Брачная контора в Нью-Йорке

   С некоторыми японцами и американцами, что часто наведывались в мой магазин, со временем у меня завязалась крепкая дружба.
   Поскольку мою угловую лавку у кинотеатра Realty хорошо было видно (оттого она и получила прозвище «Аквариум с золотыми рыбками»), любопытство приводило туда многих людей, не только японцев.
   Многие молодые банковские служащие, начинающие врачи и новоиспеченные адвокаты были нашими посетителями. По воскресным дням мы часто с удовольствием вместе обедали у меня дома.
   В ту пору в Нью-Йорке было лишь три японских ресторана, очень дорогих, куда не могли пойти молодые люди. Поэтому я приглашала их на домашнюю стряпню, которая им очень нравилась.
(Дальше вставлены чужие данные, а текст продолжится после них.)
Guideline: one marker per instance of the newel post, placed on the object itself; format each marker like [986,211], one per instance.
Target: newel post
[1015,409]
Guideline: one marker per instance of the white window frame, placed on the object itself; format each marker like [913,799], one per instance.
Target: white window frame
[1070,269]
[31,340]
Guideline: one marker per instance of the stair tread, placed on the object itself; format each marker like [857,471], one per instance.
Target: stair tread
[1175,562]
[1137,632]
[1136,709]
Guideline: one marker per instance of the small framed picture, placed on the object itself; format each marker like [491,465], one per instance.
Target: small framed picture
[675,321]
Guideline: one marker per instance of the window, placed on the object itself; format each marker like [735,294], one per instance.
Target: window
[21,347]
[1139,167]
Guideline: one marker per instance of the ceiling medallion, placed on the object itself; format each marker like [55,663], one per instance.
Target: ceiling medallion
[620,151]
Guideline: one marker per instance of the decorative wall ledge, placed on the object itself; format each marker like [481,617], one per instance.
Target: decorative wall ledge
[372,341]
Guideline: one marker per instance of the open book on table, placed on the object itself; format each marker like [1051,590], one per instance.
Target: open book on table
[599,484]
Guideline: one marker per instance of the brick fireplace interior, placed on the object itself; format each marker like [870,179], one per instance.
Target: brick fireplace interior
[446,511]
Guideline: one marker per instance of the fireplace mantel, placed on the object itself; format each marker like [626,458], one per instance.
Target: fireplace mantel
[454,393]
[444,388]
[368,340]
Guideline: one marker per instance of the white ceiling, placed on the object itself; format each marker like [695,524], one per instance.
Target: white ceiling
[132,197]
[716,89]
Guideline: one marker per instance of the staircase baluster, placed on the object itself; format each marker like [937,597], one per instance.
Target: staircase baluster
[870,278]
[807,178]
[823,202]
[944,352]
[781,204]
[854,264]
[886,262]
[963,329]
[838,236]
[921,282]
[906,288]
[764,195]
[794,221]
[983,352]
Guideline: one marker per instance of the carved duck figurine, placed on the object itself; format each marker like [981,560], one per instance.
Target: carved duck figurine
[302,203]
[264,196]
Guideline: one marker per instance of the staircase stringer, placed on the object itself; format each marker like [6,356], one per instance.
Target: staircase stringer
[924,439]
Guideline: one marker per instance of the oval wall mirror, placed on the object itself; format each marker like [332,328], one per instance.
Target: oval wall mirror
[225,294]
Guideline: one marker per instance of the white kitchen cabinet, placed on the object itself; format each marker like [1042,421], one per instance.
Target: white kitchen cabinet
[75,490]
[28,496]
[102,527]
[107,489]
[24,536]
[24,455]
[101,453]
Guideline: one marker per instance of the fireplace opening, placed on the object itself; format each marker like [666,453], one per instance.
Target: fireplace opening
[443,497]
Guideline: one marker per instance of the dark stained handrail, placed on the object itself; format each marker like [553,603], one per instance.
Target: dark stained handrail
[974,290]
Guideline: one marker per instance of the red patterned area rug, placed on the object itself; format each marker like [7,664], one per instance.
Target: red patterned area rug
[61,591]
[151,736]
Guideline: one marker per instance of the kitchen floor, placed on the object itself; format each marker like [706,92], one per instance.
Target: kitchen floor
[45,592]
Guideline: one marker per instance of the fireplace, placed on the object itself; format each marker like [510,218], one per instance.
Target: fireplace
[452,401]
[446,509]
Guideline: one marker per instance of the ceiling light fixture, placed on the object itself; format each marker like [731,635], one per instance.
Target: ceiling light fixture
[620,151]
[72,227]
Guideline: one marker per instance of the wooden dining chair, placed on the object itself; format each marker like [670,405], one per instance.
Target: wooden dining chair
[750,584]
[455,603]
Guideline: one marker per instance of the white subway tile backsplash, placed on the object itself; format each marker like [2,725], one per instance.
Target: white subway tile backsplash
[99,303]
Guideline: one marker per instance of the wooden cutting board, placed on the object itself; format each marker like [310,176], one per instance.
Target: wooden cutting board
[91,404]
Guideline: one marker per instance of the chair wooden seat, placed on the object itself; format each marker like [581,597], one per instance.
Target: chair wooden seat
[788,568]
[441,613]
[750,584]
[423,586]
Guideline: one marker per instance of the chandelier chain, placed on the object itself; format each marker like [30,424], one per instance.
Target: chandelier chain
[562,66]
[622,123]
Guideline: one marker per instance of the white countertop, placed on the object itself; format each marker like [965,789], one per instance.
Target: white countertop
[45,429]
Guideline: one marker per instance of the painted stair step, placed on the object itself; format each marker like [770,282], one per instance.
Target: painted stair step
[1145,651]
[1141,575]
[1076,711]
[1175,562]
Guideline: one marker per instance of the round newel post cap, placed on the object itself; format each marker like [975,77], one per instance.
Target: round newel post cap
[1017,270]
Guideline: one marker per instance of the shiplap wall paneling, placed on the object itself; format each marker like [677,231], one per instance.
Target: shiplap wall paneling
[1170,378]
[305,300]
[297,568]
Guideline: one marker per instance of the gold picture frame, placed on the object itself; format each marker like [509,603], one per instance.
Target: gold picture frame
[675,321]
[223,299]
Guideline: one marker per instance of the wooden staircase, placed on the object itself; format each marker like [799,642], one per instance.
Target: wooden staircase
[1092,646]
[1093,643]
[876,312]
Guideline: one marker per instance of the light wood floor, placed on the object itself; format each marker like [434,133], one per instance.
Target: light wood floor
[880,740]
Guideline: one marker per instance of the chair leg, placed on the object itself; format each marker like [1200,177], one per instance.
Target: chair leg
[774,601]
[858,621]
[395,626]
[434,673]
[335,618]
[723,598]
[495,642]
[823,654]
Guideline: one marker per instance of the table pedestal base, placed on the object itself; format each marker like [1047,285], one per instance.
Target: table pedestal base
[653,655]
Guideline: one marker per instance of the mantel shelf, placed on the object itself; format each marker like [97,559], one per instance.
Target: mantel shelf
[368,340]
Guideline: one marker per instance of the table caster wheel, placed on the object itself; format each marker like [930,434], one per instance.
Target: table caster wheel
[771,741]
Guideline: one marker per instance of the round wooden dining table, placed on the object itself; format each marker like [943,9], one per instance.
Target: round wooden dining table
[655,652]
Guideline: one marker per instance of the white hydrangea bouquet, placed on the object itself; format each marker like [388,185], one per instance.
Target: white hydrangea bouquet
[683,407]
   К «семейству Накамура» принадлежали Тиэко (изучавшая английский язык и литературу в бруклинском колледже), Фудзиэ (вышедшая замуж за американца немецкого происхождения и имевшая четырехлетнего сына), Хидэко (она работала в нью-йоркском отделении одного крупного японского банка), Фумико (ее муж был норвежцем) и Кае (которой, будучи разведенной, с дочкой на руках приходилось особенно трудно). Эта молодая женщина была склонна к депрессии, и мы старались как-то ее приободрить. К нашему кругу принадлежала также и госпожа Судо.
   Она преподавала икебану и была не замужем. Когда мы узнали, что ей уже сорок, то были поражены, так как все давали ей тридцать лет, не больше. Она была доброжелательной женщиной, отличалась неторопливостью в движениях, говорила спокойно, и поэтому молодежь всегда прислушивалась к ней.
   Возраст остальных колебался от двадцати до двадцати четырех лет. Хотя мужья их были иностранцами, у Фудзи был говор, характерный для острова Сикоку, у Суми — для о. Кюсю, у Фумико — для нижней части Токио, а у Кае — для города Осака.
   Они использовали мой магазин как место встречи, поскольку им так хотелось поболтать по-японски. За оживленной беседой мы порой забывали о делах.
   Доктор Исии, молодой врач, также часто присоединялся к нам. Из врачей, живших в общежитии по соседству с нами, он чаще всего заглядывал к нам. Входя в магазин, доктор Исии неизменно звал: «Мама!», а для меня он был «мой сын, доктор».
   До него я уже была знакома со многими молодыми служащими банков и фирм, но ни к одному из них я не прикипела так душой.
   Все девушки доверительно величали молодого д-ра Исии «старший брат».
   Он был не особенно привлекателен внешне, но имел крепкое телосложение и своим мужественным видом внушал доверие, и я на него возлагала большие надежды.
   Сегодня, тридцать лет спустя, он стал кардиологом и профессором в одном американском университете. Иногда я навещаю его, а его жена или они вдвоем приходят ко мне. Как и прежде, несмотря на свой возраст, он называет меня нежно «мама». Это больше всего радует меня…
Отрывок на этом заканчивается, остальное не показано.